Siyan headed toward the kitchen, leaving me alone in the hallway.

The house belonged to two brothers newly settled into the neighbourhood, and it showed. A few things were still out of place—subtle signs of a recent move—but the space felt simple, comfortable, and lived-in, perfectly suited for just the two of them.

The hall looked fresh, newly painted. The side walls glowed in a warm orange, while the upper sections near the ceiling and fan were white, marked with a soft, almost artistic pattern. Despite a few unfinished patches, the furniture had been arranged with care—the sofas aligned, the dining table placed with intention—ready for life to settle in.

One wall, however, stood empty.

It felt deliberate as though it had been reserved for something important. A showcase, perhaps—a place meant to hold memories of their late father. That empty wall made the house feel quiet and unfinished, yet meaningful in a way words couldn't explain.

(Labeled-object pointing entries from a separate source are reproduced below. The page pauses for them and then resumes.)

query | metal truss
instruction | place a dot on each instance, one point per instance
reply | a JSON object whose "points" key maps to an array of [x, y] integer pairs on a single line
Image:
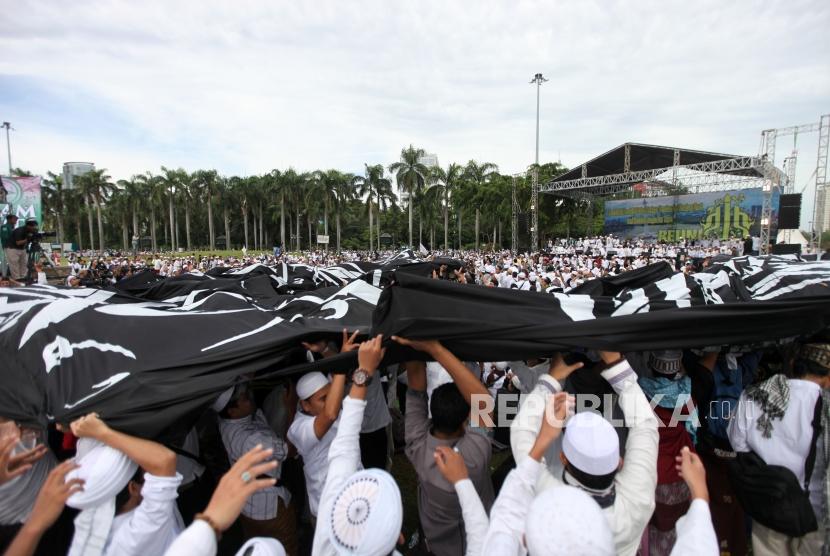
{"points": [[613, 183], [819, 210], [534, 209], [514, 223], [790, 164]]}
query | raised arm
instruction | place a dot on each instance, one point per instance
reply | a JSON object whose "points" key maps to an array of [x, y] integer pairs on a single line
{"points": [[151, 456], [509, 512], [344, 453], [416, 375], [636, 481], [451, 465], [526, 425], [466, 381]]}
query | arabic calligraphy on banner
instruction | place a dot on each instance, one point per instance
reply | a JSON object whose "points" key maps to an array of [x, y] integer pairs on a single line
{"points": [[721, 215]]}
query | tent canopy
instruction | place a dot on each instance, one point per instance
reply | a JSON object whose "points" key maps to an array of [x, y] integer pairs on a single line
{"points": [[646, 157]]}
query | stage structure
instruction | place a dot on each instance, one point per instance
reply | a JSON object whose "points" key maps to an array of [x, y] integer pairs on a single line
{"points": [[769, 138], [653, 171]]}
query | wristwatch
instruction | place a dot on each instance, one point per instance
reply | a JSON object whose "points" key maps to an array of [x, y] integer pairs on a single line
{"points": [[361, 377]]}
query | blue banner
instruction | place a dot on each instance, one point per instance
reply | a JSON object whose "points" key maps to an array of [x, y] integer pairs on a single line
{"points": [[722, 215]]}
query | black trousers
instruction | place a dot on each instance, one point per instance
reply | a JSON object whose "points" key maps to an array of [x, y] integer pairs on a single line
{"points": [[373, 446]]}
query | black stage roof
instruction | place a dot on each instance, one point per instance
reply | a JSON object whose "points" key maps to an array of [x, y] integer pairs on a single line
{"points": [[646, 157]]}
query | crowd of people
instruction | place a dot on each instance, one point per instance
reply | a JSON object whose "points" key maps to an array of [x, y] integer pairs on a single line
{"points": [[560, 266], [682, 452]]}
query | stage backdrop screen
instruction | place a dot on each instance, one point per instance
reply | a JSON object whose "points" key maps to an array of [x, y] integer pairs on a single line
{"points": [[23, 198], [720, 215]]}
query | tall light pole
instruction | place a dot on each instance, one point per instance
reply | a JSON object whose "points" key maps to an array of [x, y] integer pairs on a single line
{"points": [[534, 192], [8, 126], [538, 79]]}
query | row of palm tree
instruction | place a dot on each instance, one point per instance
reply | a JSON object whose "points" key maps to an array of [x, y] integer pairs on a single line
{"points": [[157, 206]]}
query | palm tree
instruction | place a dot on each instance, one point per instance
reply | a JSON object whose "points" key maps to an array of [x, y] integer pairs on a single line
{"points": [[206, 182], [152, 196], [447, 181], [97, 186], [341, 184], [411, 175], [226, 197], [74, 204], [187, 191], [133, 192], [86, 189], [478, 175], [170, 180], [118, 208], [54, 197], [386, 198], [368, 186]]}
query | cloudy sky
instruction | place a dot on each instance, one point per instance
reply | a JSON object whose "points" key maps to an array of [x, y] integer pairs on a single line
{"points": [[245, 87]]}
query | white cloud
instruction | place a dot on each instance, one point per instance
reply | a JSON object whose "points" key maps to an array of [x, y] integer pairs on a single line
{"points": [[249, 86]]}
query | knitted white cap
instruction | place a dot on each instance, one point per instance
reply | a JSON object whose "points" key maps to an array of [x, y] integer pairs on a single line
{"points": [[564, 520], [366, 515], [591, 444], [310, 383]]}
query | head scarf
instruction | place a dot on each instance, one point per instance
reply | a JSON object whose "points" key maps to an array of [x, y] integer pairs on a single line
{"points": [[366, 515], [565, 520], [261, 546], [105, 472], [17, 497]]}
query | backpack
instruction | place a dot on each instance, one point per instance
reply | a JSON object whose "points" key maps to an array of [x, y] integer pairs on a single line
{"points": [[772, 495]]}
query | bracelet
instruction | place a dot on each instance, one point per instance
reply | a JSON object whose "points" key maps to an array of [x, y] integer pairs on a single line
{"points": [[209, 521], [617, 362]]}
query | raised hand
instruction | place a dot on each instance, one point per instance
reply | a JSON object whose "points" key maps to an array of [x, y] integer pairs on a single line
{"points": [[692, 471], [451, 464], [239, 483], [558, 408], [426, 346], [89, 426], [560, 370], [54, 493], [11, 465], [370, 354], [349, 343]]}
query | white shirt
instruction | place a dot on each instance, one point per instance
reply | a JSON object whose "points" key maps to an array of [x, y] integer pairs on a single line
{"points": [[315, 453], [505, 533], [377, 414], [635, 483], [789, 444], [695, 533], [153, 525]]}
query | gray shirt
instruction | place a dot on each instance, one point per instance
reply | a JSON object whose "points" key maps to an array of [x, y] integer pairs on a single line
{"points": [[438, 506]]}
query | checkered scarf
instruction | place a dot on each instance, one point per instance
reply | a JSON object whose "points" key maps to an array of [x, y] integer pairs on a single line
{"points": [[773, 396]]}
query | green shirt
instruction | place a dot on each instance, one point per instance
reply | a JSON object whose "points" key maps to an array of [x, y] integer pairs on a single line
{"points": [[6, 234]]}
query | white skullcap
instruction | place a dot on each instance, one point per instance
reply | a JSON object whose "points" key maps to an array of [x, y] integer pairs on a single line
{"points": [[223, 399], [310, 383], [366, 515], [591, 444], [262, 546], [565, 520]]}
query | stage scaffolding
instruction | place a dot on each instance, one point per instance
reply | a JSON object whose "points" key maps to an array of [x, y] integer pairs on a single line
{"points": [[706, 172]]}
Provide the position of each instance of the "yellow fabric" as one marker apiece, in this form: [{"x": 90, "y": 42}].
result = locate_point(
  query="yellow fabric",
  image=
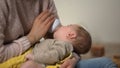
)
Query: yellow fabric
[
  {"x": 14, "y": 62},
  {"x": 17, "y": 61}
]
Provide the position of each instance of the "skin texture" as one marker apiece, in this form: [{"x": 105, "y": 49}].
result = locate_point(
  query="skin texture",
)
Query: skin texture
[
  {"x": 40, "y": 26},
  {"x": 62, "y": 33}
]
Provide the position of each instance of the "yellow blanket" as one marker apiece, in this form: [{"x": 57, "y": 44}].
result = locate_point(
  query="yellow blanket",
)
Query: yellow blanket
[{"x": 17, "y": 61}]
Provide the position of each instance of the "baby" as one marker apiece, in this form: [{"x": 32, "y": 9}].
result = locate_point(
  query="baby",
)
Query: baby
[
  {"x": 50, "y": 53},
  {"x": 67, "y": 39}
]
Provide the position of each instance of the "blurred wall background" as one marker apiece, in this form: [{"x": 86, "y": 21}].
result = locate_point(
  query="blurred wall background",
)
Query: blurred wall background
[{"x": 100, "y": 17}]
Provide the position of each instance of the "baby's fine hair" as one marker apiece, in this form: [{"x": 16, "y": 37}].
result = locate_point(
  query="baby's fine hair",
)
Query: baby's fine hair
[{"x": 83, "y": 41}]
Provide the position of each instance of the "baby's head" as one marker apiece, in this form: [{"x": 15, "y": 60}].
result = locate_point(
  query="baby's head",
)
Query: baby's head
[{"x": 76, "y": 35}]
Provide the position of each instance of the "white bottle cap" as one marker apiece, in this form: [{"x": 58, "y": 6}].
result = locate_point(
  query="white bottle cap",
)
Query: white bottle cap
[{"x": 55, "y": 25}]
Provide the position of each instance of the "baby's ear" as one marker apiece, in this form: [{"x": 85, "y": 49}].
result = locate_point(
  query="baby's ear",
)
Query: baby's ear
[{"x": 71, "y": 35}]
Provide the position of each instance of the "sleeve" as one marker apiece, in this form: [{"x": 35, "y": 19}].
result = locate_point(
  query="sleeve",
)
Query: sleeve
[
  {"x": 16, "y": 47},
  {"x": 50, "y": 5},
  {"x": 55, "y": 53}
]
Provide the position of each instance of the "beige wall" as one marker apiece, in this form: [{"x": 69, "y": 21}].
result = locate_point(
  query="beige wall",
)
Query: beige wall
[{"x": 100, "y": 17}]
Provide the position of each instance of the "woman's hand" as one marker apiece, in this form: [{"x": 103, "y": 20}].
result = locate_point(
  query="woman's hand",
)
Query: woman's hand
[
  {"x": 70, "y": 63},
  {"x": 40, "y": 26}
]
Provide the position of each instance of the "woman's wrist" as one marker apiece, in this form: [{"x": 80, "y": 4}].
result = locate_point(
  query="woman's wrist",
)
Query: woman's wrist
[{"x": 31, "y": 39}]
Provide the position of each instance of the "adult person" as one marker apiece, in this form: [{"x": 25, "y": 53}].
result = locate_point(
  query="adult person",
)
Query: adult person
[
  {"x": 22, "y": 24},
  {"x": 20, "y": 29}
]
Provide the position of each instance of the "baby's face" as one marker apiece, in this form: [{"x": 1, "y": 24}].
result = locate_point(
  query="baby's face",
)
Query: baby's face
[{"x": 62, "y": 32}]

I hesitated, but curiosity pulled me forward.

One room stood half-open. Inside, a table was stacked with papers.

I stepped closer.

My name.

Beni.

It was written clearly on a sheet, surrounded by questions.

Where?

Why?

What?

And one question, larger than the rest, pressed heavily on the page:

Who?

 

"The world doesn't fall to monsters—it falls to the ones who learn how to smile while becoming one."